The resurrection becomes a symbol of such defiance - which dares to imagine ultimate goodness in the universe and so lives accordingly. For some, this seems to entail massive self-deceit, as though we must pretend life really is all positive. We are however, challenged to believe - not because things go well, but because the horror of the cross keeps repeating itself, in the violence that fills our news and our lives. We fight against the horror of the cross because it dares us to roll over and give up.

Present Hope
Jesus used death as a metaphor for sin. Sin equals death. The crisis of a soul’s history in our scriptures is not the death of our bodies. It is the sin or separation from God within our lives. I believe that resurrection then, is a greater symbol of the change from sin to life.

Resurrection then metaphorically equals RESTORATION.

Restoration describes the experience of resurrection in the present. Relationship with God in the present is assured in love. God wants us to be restored to life from the cycle of sin and guilt so that we can be truly free.

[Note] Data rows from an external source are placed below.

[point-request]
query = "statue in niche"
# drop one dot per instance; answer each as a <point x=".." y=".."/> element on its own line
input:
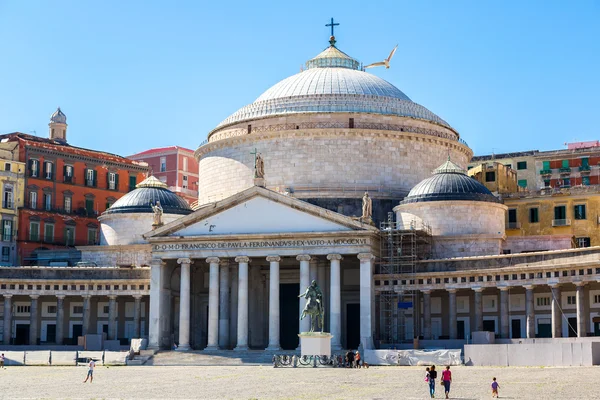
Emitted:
<point x="158" y="211"/>
<point x="367" y="208"/>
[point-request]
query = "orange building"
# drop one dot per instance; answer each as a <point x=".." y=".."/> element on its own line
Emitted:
<point x="66" y="188"/>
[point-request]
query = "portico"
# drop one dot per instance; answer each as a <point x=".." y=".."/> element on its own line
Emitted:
<point x="273" y="260"/>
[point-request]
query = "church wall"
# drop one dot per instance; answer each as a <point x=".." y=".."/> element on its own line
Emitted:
<point x="320" y="161"/>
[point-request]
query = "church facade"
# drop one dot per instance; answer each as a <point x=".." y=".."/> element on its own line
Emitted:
<point x="281" y="203"/>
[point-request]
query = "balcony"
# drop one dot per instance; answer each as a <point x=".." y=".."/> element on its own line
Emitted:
<point x="561" y="222"/>
<point x="513" y="225"/>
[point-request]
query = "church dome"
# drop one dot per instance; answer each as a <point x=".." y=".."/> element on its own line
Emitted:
<point x="146" y="193"/>
<point x="58" y="117"/>
<point x="332" y="83"/>
<point x="449" y="182"/>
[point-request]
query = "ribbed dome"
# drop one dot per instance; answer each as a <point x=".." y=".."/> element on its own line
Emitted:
<point x="449" y="182"/>
<point x="149" y="192"/>
<point x="333" y="82"/>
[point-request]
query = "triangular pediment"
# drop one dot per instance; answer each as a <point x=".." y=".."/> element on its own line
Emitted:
<point x="259" y="211"/>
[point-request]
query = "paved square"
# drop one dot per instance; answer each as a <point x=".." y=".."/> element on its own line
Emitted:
<point x="264" y="382"/>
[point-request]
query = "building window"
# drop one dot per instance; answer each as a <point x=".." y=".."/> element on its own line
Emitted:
<point x="583" y="242"/>
<point x="534" y="215"/>
<point x="49" y="233"/>
<point x="33" y="200"/>
<point x="70" y="236"/>
<point x="48" y="170"/>
<point x="47" y="201"/>
<point x="543" y="301"/>
<point x="580" y="211"/>
<point x="34" y="231"/>
<point x="7" y="230"/>
<point x="34" y="168"/>
<point x="113" y="181"/>
<point x="68" y="205"/>
<point x="91" y="177"/>
<point x="92" y="234"/>
<point x="68" y="173"/>
<point x="8" y="197"/>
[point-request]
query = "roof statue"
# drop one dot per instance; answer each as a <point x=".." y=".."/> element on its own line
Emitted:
<point x="385" y="63"/>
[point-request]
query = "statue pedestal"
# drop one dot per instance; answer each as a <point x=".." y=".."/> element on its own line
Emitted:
<point x="315" y="343"/>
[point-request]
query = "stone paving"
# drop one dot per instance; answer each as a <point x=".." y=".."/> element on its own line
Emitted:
<point x="265" y="382"/>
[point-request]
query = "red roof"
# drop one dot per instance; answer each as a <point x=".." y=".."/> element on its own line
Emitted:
<point x="161" y="150"/>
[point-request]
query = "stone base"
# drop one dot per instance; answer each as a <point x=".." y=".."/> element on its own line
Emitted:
<point x="315" y="343"/>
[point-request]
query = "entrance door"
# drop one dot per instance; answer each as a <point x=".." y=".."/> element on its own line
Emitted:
<point x="51" y="333"/>
<point x="352" y="326"/>
<point x="22" y="334"/>
<point x="572" y="327"/>
<point x="516" y="328"/>
<point x="460" y="329"/>
<point x="289" y="323"/>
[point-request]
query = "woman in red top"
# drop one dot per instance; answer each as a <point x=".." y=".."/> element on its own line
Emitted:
<point x="446" y="380"/>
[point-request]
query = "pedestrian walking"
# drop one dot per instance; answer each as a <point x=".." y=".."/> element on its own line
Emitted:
<point x="447" y="380"/>
<point x="91" y="366"/>
<point x="495" y="387"/>
<point x="432" y="378"/>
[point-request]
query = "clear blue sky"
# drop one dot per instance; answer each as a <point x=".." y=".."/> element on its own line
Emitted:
<point x="130" y="75"/>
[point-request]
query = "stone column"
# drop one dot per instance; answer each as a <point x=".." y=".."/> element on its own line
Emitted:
<point x="154" y="323"/>
<point x="7" y="318"/>
<point x="529" y="312"/>
<point x="224" y="305"/>
<point x="33" y="320"/>
<point x="581" y="317"/>
<point x="85" y="329"/>
<point x="366" y="299"/>
<point x="426" y="314"/>
<point x="112" y="317"/>
<point x="335" y="301"/>
<point x="213" y="304"/>
<point x="304" y="282"/>
<point x="452" y="314"/>
<point x="274" y="318"/>
<point x="504" y="319"/>
<point x="478" y="309"/>
<point x="242" y="334"/>
<point x="60" y="319"/>
<point x="556" y="313"/>
<point x="137" y="316"/>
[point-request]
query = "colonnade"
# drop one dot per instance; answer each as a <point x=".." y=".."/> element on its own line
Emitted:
<point x="218" y="302"/>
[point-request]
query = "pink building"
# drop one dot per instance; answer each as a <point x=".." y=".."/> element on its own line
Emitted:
<point x="175" y="166"/>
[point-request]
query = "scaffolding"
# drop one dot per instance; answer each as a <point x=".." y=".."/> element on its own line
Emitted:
<point x="402" y="245"/>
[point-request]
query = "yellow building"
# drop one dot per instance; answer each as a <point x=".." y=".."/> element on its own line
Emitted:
<point x="568" y="211"/>
<point x="496" y="177"/>
<point x="12" y="186"/>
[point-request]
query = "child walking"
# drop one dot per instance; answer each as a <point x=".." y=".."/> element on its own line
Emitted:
<point x="495" y="387"/>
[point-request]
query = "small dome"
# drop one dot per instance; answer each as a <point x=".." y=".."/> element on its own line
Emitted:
<point x="449" y="182"/>
<point x="58" y="117"/>
<point x="147" y="193"/>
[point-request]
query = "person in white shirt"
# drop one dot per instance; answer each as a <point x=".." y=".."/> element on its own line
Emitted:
<point x="91" y="366"/>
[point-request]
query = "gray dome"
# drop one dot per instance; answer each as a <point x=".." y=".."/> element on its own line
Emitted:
<point x="449" y="182"/>
<point x="146" y="193"/>
<point x="333" y="82"/>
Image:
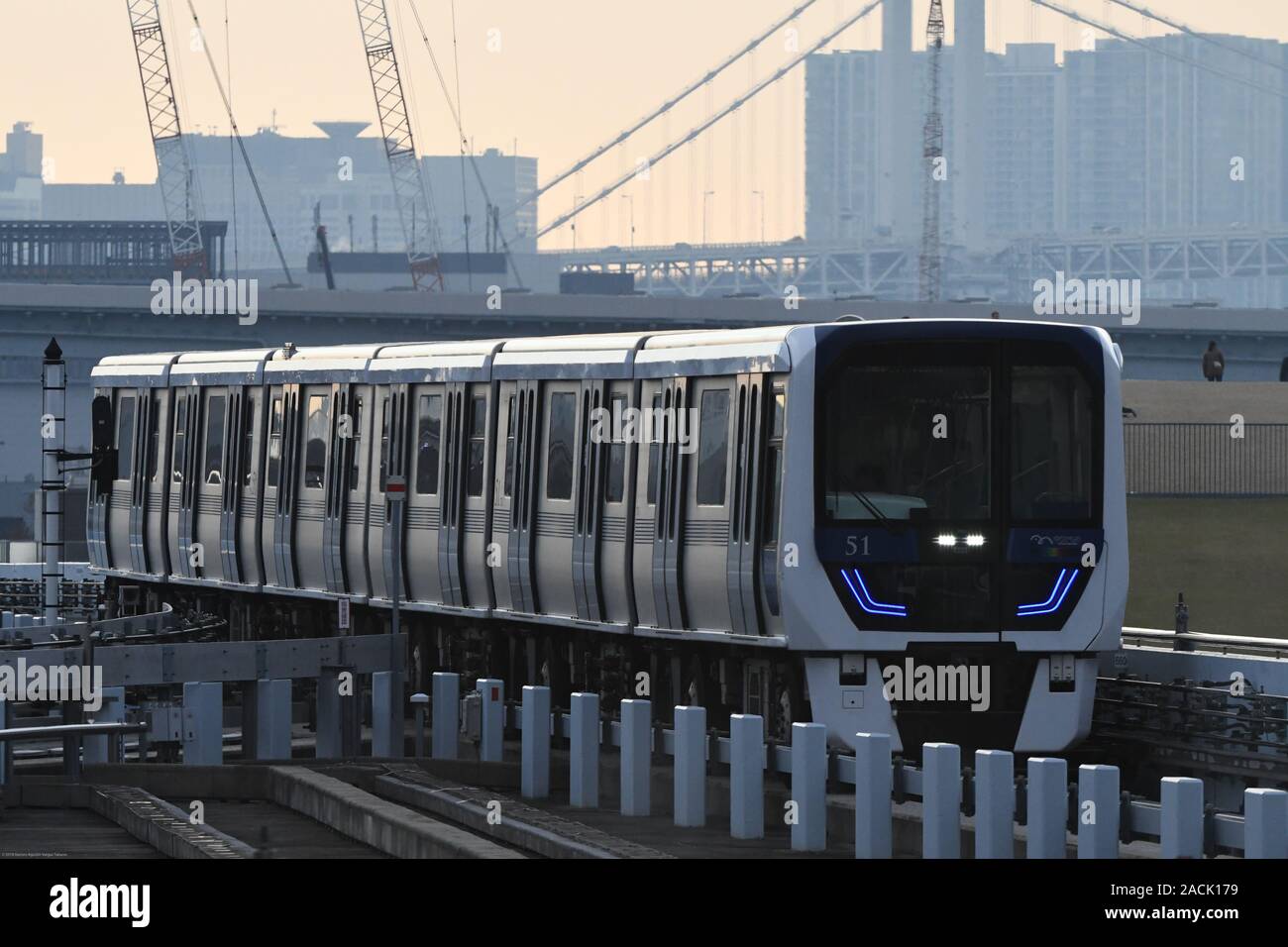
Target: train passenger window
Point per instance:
(563, 421)
(384, 444)
(214, 440)
(155, 440)
(180, 436)
(274, 444)
(356, 444)
(655, 429)
(509, 446)
(314, 449)
(250, 421)
(478, 444)
(429, 432)
(712, 447)
(125, 438)
(614, 484)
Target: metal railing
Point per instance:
(1202, 459)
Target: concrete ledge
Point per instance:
(385, 826)
(163, 826)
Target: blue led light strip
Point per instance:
(870, 604)
(1063, 582)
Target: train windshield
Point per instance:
(909, 436)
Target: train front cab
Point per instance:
(967, 497)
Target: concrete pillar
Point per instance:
(1048, 804)
(490, 719)
(1098, 822)
(98, 749)
(941, 800)
(1265, 823)
(447, 715)
(273, 719)
(420, 702)
(202, 723)
(874, 784)
(809, 787)
(338, 719)
(584, 746)
(535, 753)
(1181, 817)
(636, 757)
(995, 804)
(747, 776)
(691, 767)
(386, 736)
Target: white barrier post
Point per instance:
(490, 718)
(874, 783)
(941, 800)
(536, 742)
(1098, 812)
(584, 744)
(1181, 817)
(1048, 801)
(809, 787)
(995, 804)
(1265, 823)
(447, 715)
(746, 776)
(691, 767)
(636, 757)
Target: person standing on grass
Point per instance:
(1214, 363)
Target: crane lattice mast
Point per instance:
(174, 172)
(932, 153)
(413, 205)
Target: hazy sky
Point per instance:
(568, 75)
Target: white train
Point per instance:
(913, 527)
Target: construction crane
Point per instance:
(415, 211)
(932, 151)
(174, 172)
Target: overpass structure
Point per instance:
(1184, 264)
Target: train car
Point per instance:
(913, 527)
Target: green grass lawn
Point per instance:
(1229, 557)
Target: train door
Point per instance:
(589, 509)
(310, 479)
(478, 449)
(273, 488)
(339, 436)
(519, 486)
(376, 512)
(674, 431)
(181, 463)
(647, 472)
(207, 488)
(704, 499)
(553, 538)
(156, 479)
(119, 519)
(250, 475)
(359, 474)
(425, 495)
(616, 495)
(502, 489)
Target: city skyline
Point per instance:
(523, 94)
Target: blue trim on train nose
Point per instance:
(1057, 595)
(870, 604)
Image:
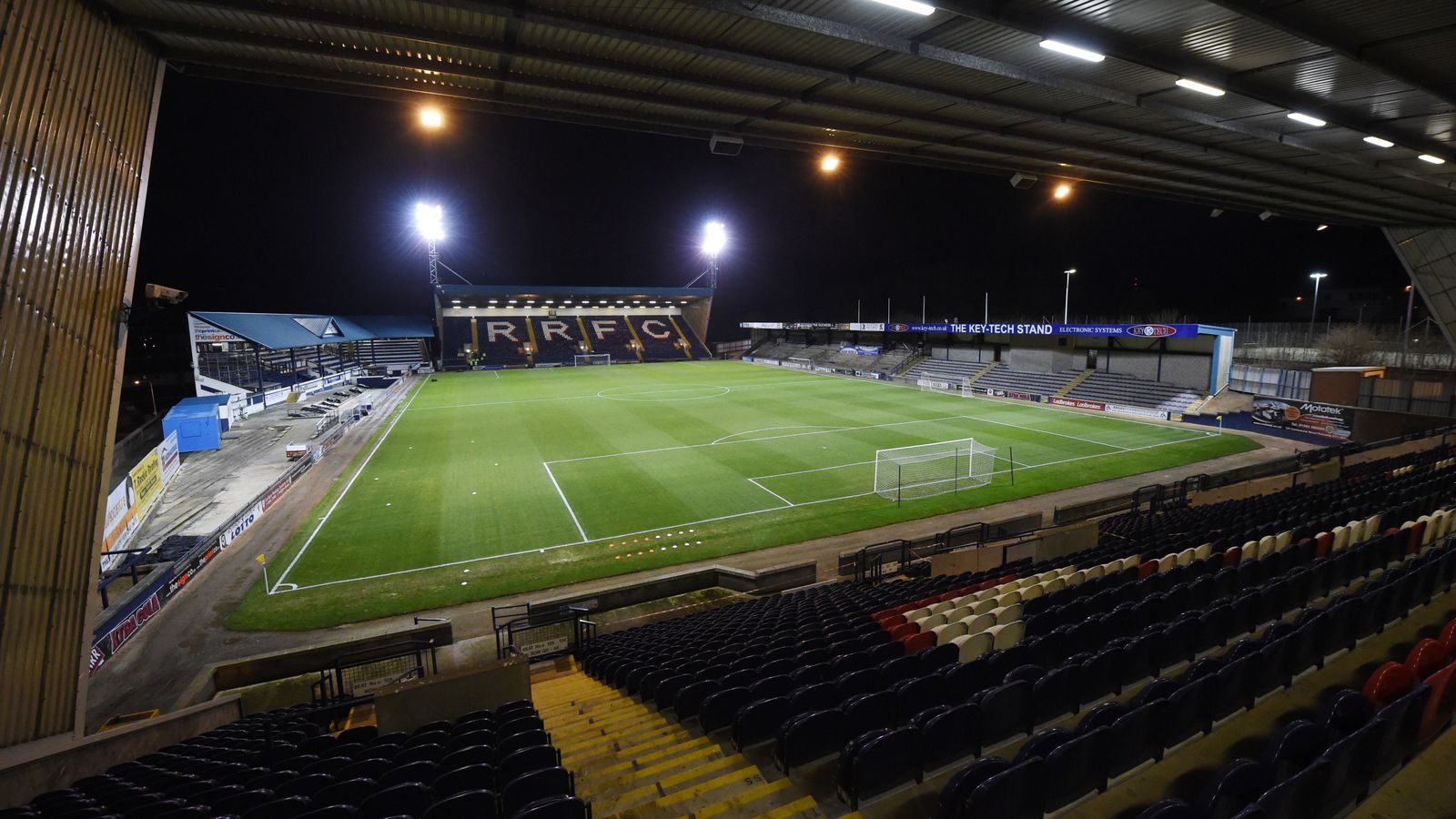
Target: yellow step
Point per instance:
(669, 784)
(742, 800)
(672, 804)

Freedom to love ourselves and others, freedom to discern our true callings This freedom is what it means to be fully alive. Restored - to life being lived.

Ann Weems says “ Lent is a time to take the time – to let the power of our faith story take hold of us.

As people who claim identity in Christ – we approach the season of lent to prepare for this restoration moment – the crux of our faith that pits the forgiving love of God against the Justice of God that convicts us of sin. The prophet Jeremiah spoke of trusting in God’s restorative power in terms of a tree planted by the water.

In high school I worked for my uncle in his greenhouse. He grew much of his stock from seed that was rooted and transplanted from trays to small plastic packs. Not being bale to hold much moisture, they dry out quickly and needed to be constantly watered under the hot glass of the houses. Finally however, some plants which needed to be stronger or kept for an extended period would be put into a clay pot which was pushed down into a bed of sandy soil.

The bed could hold considerably more moisture than the pot alone – and plants would send roots down through the hole in the bottom of and thrive no matter the time between waterings or the heat.

Our restoration in Christ is like climbing into a clay pot and being sunk into a warm bed of moist soil. Life and Lent will call upon us to reflect on our life and state of faith – and their might be some heat.

You will not cease to bear fruit however because you are rooted deep in Christ’s resurrection.